ANNAPOLIS – Alarmed by a recent appeals court ruling, Maryland lawmakers are already drawing up legislation to close a loophole that could let employees tamper with their company’s computer systems.
The Thursday decision by the Maryland Court of Appeals overturned Terry Dewain Briggs’ conviction on a criminal charge of unauthorized access to computers.
The Scarborough Group Inc. said that two days before he left his job as a computer programmer and system administrator in 1995, Briggs changed passwords and put them in a subdirectory named “ha-ha he-he.”
Briggs was convicted in 1996 of the criminal charge of unauthorized access to the computers. But the appeals court said the current law only covers unauthorized access and that, because Briggs was authorized to get into Scarborough’s computers at the time, he was not guilty.
The ruling brought an immediate reaction from lawmakers.
“This is something we would want to deter by making it a criminal act,” said Del. Samuel Rosenberg, D-Baltimore, a sponsor of the 1984 law under which Briggs was charged.
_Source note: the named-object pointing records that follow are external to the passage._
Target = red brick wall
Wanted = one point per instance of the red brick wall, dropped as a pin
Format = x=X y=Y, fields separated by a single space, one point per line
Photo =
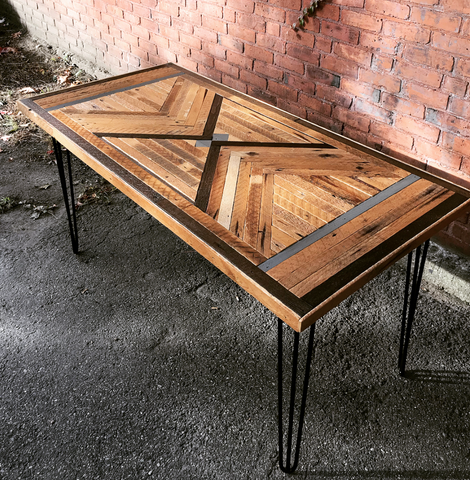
x=393 y=74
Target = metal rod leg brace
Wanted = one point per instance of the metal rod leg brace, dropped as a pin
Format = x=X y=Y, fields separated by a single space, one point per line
x=69 y=206
x=287 y=467
x=409 y=307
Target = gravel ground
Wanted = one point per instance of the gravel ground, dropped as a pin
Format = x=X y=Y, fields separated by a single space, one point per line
x=137 y=359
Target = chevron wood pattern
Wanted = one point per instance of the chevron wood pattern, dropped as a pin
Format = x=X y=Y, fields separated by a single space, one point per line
x=298 y=216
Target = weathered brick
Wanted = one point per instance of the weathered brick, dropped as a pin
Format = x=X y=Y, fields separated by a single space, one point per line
x=258 y=53
x=454 y=85
x=448 y=122
x=313 y=103
x=372 y=110
x=379 y=43
x=360 y=20
x=352 y=118
x=418 y=74
x=386 y=7
x=272 y=43
x=426 y=96
x=341 y=32
x=417 y=128
x=353 y=53
x=436 y=20
x=425 y=55
x=451 y=43
x=390 y=83
x=440 y=155
x=342 y=67
x=333 y=95
x=401 y=105
x=407 y=31
x=391 y=134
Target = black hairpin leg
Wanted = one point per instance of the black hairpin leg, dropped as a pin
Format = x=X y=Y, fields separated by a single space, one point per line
x=287 y=467
x=411 y=300
x=69 y=206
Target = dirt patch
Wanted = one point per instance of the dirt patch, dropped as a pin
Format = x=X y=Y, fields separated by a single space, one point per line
x=29 y=176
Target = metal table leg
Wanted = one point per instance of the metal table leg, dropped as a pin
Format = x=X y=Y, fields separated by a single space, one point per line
x=411 y=300
x=287 y=467
x=69 y=206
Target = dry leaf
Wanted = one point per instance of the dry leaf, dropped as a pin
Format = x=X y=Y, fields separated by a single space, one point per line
x=8 y=50
x=29 y=90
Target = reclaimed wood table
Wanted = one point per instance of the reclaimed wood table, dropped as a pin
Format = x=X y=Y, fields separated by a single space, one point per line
x=298 y=216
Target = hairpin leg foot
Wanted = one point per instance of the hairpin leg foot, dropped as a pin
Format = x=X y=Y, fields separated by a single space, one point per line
x=411 y=300
x=69 y=206
x=287 y=466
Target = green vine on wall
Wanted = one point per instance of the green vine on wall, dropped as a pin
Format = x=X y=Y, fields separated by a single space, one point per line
x=308 y=12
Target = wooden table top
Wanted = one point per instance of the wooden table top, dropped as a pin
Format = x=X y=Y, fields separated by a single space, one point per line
x=298 y=216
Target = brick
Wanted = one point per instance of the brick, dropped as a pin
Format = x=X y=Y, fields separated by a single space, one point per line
x=341 y=67
x=254 y=22
x=313 y=103
x=240 y=60
x=448 y=122
x=460 y=6
x=391 y=134
x=386 y=7
x=407 y=31
x=459 y=107
x=325 y=121
x=288 y=35
x=290 y=64
x=418 y=74
x=454 y=85
x=300 y=85
x=341 y=32
x=181 y=26
x=253 y=79
x=372 y=110
x=388 y=82
x=202 y=58
x=205 y=34
x=361 y=122
x=291 y=108
x=434 y=152
x=323 y=44
x=303 y=53
x=258 y=53
x=328 y=11
x=417 y=128
x=436 y=20
x=231 y=43
x=210 y=9
x=463 y=67
x=401 y=105
x=214 y=50
x=282 y=91
x=426 y=96
x=234 y=83
x=334 y=95
x=191 y=41
x=247 y=6
x=214 y=24
x=362 y=21
x=379 y=43
x=225 y=67
x=425 y=55
x=451 y=43
x=270 y=42
x=317 y=74
x=353 y=53
x=269 y=12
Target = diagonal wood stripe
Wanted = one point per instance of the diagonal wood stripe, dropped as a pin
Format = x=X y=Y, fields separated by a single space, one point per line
x=338 y=222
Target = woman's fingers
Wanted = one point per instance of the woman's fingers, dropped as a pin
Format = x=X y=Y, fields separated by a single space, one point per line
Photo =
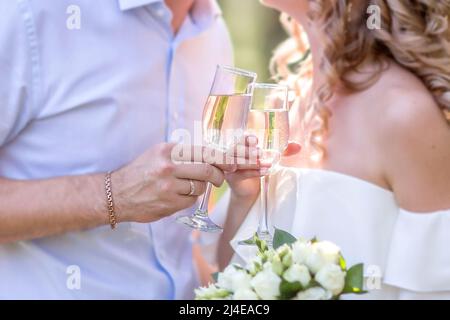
x=200 y=172
x=243 y=156
x=246 y=174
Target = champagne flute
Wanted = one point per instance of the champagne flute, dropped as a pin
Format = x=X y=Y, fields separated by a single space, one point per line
x=269 y=121
x=224 y=122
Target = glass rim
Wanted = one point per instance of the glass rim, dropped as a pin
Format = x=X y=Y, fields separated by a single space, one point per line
x=238 y=71
x=257 y=85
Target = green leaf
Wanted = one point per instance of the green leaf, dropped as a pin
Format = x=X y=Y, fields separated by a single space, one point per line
x=282 y=237
x=249 y=242
x=354 y=281
x=261 y=244
x=288 y=290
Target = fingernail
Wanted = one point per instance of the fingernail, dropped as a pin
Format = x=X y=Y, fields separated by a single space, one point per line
x=252 y=140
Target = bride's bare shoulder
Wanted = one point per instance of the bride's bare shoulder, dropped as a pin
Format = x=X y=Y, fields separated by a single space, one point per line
x=413 y=141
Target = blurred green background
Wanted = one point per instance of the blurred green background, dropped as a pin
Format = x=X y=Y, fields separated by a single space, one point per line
x=255 y=31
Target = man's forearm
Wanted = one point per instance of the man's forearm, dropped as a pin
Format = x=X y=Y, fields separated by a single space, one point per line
x=41 y=208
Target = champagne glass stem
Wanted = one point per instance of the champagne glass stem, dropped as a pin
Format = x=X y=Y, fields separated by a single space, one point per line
x=263 y=227
x=203 y=208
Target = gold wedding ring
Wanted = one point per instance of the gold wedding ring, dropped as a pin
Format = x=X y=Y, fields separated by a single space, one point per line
x=191 y=193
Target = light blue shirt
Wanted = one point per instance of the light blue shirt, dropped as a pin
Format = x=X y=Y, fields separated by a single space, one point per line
x=84 y=100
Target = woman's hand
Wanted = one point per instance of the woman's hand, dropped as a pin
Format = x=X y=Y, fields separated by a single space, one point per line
x=244 y=182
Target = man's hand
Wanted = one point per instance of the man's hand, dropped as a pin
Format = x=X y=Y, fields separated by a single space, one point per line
x=155 y=185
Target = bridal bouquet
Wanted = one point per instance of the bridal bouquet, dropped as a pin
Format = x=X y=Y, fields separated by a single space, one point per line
x=292 y=270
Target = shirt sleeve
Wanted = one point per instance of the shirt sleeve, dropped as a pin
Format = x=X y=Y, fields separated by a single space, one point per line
x=18 y=68
x=419 y=259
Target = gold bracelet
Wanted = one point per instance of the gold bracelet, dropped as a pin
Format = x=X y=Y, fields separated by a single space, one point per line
x=110 y=201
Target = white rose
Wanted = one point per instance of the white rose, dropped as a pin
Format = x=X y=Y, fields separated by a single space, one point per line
x=300 y=250
x=233 y=279
x=322 y=254
x=267 y=284
x=298 y=273
x=245 y=294
x=255 y=265
x=316 y=293
x=332 y=278
x=224 y=280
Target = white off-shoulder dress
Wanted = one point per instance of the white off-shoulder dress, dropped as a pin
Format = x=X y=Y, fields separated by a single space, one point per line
x=406 y=255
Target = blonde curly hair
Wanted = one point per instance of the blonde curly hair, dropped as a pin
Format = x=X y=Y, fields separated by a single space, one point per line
x=414 y=33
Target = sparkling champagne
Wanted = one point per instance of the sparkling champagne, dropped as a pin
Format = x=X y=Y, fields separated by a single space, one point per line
x=224 y=119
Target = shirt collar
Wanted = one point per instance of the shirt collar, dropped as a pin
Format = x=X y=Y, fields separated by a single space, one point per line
x=131 y=4
x=200 y=6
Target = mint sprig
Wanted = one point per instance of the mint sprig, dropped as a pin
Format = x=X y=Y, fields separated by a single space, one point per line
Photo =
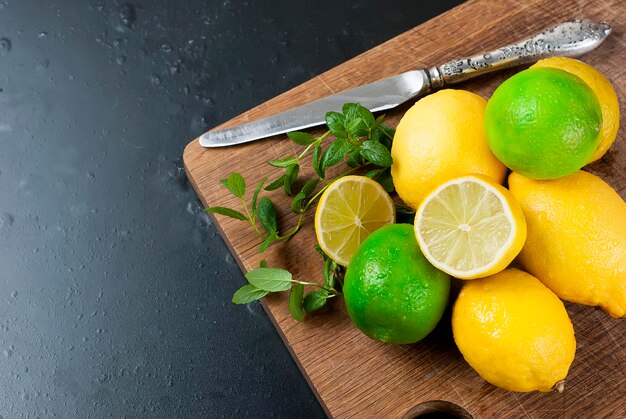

Del. Nancy Kopp, D-Montgomery, another sponsor of the 1984 bill, was surprised the issue had not arisen earlier and said it must be changed to prohibit similar actions in the future.
“I think it is a void that ought to be addressed,” said Kopp, who was having a new bill drafted Friday to deal with the problem.
Briggs’s attorney, Bradley A. Thomas, said the existing law is designed to combat outside computer “hackers,” not persons who are granted access to a system.
“The law was not designed for the actions for which Mr. Briggs was prosecuted,” said Thomas.
Gary Bair, chief of criminal appeals for the Attorney General’s Office, said that the court ruling still allows outside hackers to be prosecuted. But he agreed with Kopp that the law needs to be changed.
“I think what the Court of Appeals is saying is that the law is too narrow,” said Bair.
Briggs was hired by the Scarborough Group Inc. in 1994 as a computer programmer. The management of the whole computer system was entrusted to him and his duties included entering data into the system and placing passwords on the files to secure the data.
Briggs quit in 1995 in a dispute over the terms of his contract.
Shortly after he left Scarborough, the company found some of the computer files were secured with passwords only known to Briggs. The company called Anne Arundel County police and Briggs was charged with theft of computers and unauthorized access to computers.
Briggs said he put passwords on the company files months earlier as part of his job and that someone had changed the computer date on “ha-ha he-he” subdirectory to incriminate him. He said in court documents that the charges were an attempt to discredit him as a witness in a Securities and Exchange Commission probe of Scarborough that he instigated.
An Anne Arundel County jury acquitted Briggs of theft, but convicted him of unauthorized access and sentenced him to a year in prison, with all but two days suspended, and two years supervised probation. He was also fined $500, ordered to perform 150 hours of community service and told to cooperate with Scarborough in retrieving the locked computer files.
Briggs appealed to the Court of Special Appeals, but the higher Court of Appeals stepped in and took the case.
The high court ruled that since Briggs’ access to the system was authorized, his purpose or motive in accessing the computer, “whether there is any intent to alter or damage the computer or the data on it – is irrelevant.”
The decision, written by Judge Irma Raker, said the court only interprets the law and does not make it.
“If the law is to be broadened to include Briggs’s conduct, it should be modified by the legislature, not by this court,” wrote Raker.